Um governo eleito que já não mais representa os interesses dos que o elegeram perdeu a legitimidade. O pouco que ainda tinha foi liquidado na Delação Premiada de Delcídio do Amaral, o Pedro Collor do governo atual que revelou todas as sujas entranhas do governo. E governos que se proclamam de esquerda e perderam a legitimidade só fortalecem a direita. A direita que domina o congresso, por sua vez, não quer mais o PT governando e pretende assumir se legitimando no Congresso. Um Congresso presidido por um corrupto notório dá ao judiciário uma força que ele não deveria ter.
Para garantir resistir contra isso e defender um ambiente minimamente democrático é preciso devolver ao povo a soberania de decidir e não deixar nas mãos do Congresso a decisão sobre o poder. Por isso seguimos defendendo a necessidade de eleições gerais, ideia também recentemente defendida por Vladimir Palmeira, um dos líderes da resistência à ditadura militar.

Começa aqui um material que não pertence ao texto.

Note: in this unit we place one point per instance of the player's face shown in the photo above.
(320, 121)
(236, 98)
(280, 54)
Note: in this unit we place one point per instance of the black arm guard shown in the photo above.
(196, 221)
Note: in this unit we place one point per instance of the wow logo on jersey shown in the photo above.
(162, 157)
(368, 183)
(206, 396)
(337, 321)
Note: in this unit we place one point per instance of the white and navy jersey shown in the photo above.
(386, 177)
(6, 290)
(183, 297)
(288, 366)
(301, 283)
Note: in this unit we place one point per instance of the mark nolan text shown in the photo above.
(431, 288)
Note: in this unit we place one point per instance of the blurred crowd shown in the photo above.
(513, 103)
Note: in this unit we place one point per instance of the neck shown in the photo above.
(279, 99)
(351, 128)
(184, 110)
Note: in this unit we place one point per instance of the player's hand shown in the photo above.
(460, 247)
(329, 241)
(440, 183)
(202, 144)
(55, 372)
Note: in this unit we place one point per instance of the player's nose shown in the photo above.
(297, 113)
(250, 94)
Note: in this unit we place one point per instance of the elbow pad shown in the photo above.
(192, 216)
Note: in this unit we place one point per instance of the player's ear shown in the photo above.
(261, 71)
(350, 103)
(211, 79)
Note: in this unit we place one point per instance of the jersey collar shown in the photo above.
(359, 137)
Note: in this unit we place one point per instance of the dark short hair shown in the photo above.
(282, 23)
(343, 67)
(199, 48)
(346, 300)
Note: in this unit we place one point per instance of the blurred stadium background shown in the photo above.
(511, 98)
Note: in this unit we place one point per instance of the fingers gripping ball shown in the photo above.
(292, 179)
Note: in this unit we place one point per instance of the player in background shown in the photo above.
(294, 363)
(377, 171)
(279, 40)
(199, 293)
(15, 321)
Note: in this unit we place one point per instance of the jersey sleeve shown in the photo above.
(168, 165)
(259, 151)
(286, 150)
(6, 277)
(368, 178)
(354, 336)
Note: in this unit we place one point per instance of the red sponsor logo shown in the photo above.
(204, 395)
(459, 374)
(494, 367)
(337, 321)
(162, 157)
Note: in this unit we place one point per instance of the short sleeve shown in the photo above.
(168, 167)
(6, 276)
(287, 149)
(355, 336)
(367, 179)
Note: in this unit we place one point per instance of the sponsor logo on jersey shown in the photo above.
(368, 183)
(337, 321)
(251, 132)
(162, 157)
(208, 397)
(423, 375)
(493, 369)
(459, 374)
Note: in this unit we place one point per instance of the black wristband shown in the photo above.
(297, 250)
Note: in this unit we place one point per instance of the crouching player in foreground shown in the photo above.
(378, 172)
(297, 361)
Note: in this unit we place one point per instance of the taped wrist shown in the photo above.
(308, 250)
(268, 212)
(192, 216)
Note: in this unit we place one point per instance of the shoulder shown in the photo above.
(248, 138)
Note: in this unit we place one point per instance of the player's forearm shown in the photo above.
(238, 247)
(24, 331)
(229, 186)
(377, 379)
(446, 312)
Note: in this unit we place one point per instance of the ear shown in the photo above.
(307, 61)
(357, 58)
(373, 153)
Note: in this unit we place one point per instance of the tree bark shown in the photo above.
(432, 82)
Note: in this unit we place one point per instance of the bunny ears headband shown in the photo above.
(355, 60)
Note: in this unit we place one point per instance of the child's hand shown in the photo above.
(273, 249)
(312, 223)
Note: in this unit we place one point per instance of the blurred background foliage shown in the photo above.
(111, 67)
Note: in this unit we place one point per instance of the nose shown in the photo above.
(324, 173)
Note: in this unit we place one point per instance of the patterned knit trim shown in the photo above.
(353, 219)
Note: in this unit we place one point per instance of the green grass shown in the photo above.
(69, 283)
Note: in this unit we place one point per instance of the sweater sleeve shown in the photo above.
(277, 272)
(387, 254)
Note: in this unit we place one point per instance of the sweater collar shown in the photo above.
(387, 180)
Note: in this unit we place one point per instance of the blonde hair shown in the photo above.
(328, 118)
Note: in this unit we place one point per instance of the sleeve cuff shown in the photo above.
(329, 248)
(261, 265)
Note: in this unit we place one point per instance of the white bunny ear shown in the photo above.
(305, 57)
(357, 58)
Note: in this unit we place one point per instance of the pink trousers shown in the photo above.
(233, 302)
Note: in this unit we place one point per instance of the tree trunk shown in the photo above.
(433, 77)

A defesa de eleições é o melhor contraponto à política burguesa de defesa de Temer. É claro que os petistas tem direito de defender a continuidade de Dilma. Mas quem é de esquerda não tem por que fazer isso a medida que, se Dilma continuasse a governar, aplicaria mais ajustes contra o povo. Mas tudo indica que ela não vai continuar. Seus dias no governo podem estar terminando. Antes que se consuma o impeachment e a posse de Temer, é hora de lutar por eleições gerais, único caminho para impedir está saída. Os mais defensores do governo podem até lançar Lula candidato. Estariam dizendo para o povo julgar seu líder. Então a defesa das eleições também pode ser uma saída para quem acha que é preciso enfrentar a direita e que se trata de um golpe o que está ocorrendo. É claro que já se ouviu até, nestes tempos de confusão, quem diga que eleições é golpe. Mas daí já é demais, sobretudo quando este argumento direitista é usado por quem se diz de esquerda.
Apoiamos também a proposta do Senador Randolfe da Rede de referendo revogatório. Confiar ao povo o direito de decidir é o único caminho para pavimentar o futuro na construção de uma democracia real e começar a forjar uma alternativa de esquerda coerente.